Questa struttura spiega la moltiplicazione dei cloni: ogni rivenditore pubblica una copia quasi identica dell’estensione, modificando solo logo e descrizione. I partner promuovono i prodotti su siti e canali social come zapvende.com, lobovendedor.com.br, Instagram e TikTok, vendendo piani mensili e convincendo le piccole imprese brasiliane che la presenza sul Chrome Web Store garantisca “audit e sicurezza”.
Un ecosistema di siti specchio e abusi normativi
L’analisi individua almeno 23 siti web identici che vendono copie rebrandizzate della stessa estensione. Tutti ripetono la stessa promessa di conformità e affidabilità, basata sulla falsa percezione che la pubblicazione sullo store di Google equivalga a una revisione di sicurezza.

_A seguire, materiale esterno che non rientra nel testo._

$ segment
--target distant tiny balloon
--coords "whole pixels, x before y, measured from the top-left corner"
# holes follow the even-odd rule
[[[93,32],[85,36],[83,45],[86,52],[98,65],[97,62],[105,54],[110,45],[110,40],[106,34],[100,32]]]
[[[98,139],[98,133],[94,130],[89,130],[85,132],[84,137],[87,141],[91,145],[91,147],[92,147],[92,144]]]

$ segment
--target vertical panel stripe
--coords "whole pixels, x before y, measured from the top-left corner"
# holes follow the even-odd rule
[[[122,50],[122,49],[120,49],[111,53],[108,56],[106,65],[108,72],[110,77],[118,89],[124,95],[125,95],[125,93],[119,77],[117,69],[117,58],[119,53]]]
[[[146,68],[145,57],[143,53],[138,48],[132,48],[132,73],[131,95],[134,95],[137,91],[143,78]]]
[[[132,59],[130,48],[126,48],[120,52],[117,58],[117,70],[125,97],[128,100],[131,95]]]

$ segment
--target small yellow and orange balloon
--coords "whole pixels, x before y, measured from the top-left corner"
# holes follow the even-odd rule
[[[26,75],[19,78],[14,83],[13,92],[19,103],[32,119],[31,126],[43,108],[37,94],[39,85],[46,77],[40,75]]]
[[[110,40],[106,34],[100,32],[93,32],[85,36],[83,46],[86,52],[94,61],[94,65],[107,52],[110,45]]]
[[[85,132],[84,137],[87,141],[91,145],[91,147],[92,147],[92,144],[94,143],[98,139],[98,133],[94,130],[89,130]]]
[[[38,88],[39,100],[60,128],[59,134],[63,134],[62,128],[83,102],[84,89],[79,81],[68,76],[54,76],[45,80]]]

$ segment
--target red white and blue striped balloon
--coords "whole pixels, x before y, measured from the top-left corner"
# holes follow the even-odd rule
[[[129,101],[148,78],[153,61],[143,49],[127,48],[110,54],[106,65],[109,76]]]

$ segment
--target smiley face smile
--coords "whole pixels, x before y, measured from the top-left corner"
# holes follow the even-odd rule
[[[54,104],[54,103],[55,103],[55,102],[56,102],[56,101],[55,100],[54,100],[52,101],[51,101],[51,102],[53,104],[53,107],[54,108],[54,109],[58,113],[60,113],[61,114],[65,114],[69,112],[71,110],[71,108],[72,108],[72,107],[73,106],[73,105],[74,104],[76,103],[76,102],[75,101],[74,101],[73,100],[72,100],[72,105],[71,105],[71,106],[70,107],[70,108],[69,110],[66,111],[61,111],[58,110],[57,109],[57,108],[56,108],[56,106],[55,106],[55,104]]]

In realtà, il Chrome Web Store vieta esplicitamente la sottomissione di copie duplicate o estensioni che abilitano spam, oltre a proibire l’invio di messaggi automatizzati per conto dell’utente. Il cluster di DBX Tecnologia viola queste norme su scala industriale, sfruttando le lacune del sistema di revisione automatica e l’assenza di controlli proattivi sulle versioni successive.
Le policy di WhatsApp vietano l’uso non consensuale
Anche le policy di business messaging di WhatsApp vietano qualsiasi contatto senza opt-in esplicito, imponendo ai mittenti l’onere di dimostrare il consenso. Gli strumenti individuati non rispettano queste condizioni: si pubblicizzano esplicitamente come mezzi per evitare ban e aggirare gli algoritmi di enforcement.

WhatsApp richiede inoltre il rispetto delle leggi locali contro la pubblicità ingannevole e lo spam, mentre i tutorial DBX insegnano tattiche per inviare messaggi “surprise” o massivi senza approvazione. La violazione simultanea delle regole di due ecosistemi tecnologici — Chrome e WhatsApp — evidenzia una supply chain di abuso software in piena espansione.
Indicatori di compromissione e cluster di esempio
Il team di Socket ha tracciato diversi identificativi di estensioni legati al gruppo, tra cui WaveZap CRM, WaCelery, Top System, Botflow, FQ Sales CRM, Nexus CRM, FLEXZAP, BoostChat, WaZap, Convverso CRM e JuriMind CRM. Tutte mostrano funzioni identiche e una struttura di codice sovrapponibile. Il comportamento ricorrente — iniezione di codice, invio programmato e bypass dei limiti anti-spam — dimostra che si tratta di una vera e propria infrastruttura software-as-a-spam, basata su una singola codebase condivisa e propagata da una rete di affiliati commerciali. L’impatto più evidente riguarda gli utenti comuni, che ricevono messaggi promozionali non richiesti in quantità elevata, costretti a bloccare manualmente i numeri o segnalare abusi. Il modello economico incentiva l’espansione del fenomeno, scaricando il costo della difesa sulle vittime.
Verso una risposta regolatoria e tecnica
Il team di Socket ha trasmesso le proprie scoperte al team di sicurezza di Chrome, chiedendo la rimozione immediata delle estensioni e la sospensione degli account dei publisher coinvolti. Tuttavia, la lentezza del processo di revisione e la natura decentralizzata del sistema di pubblicazione hanno finora consentito alla campagna di restare attiva. Il caso solleva interrogativi sulla capacità delle piattaforme di controllo nel prevenire l’abuso commerciale dei propri ecosistemi. La combinazione tra marketplace pubblici, automazione avanzata e modelli white-label genera un terreno fertile per lo spamware “as-a-service”, difficile da disinnescare.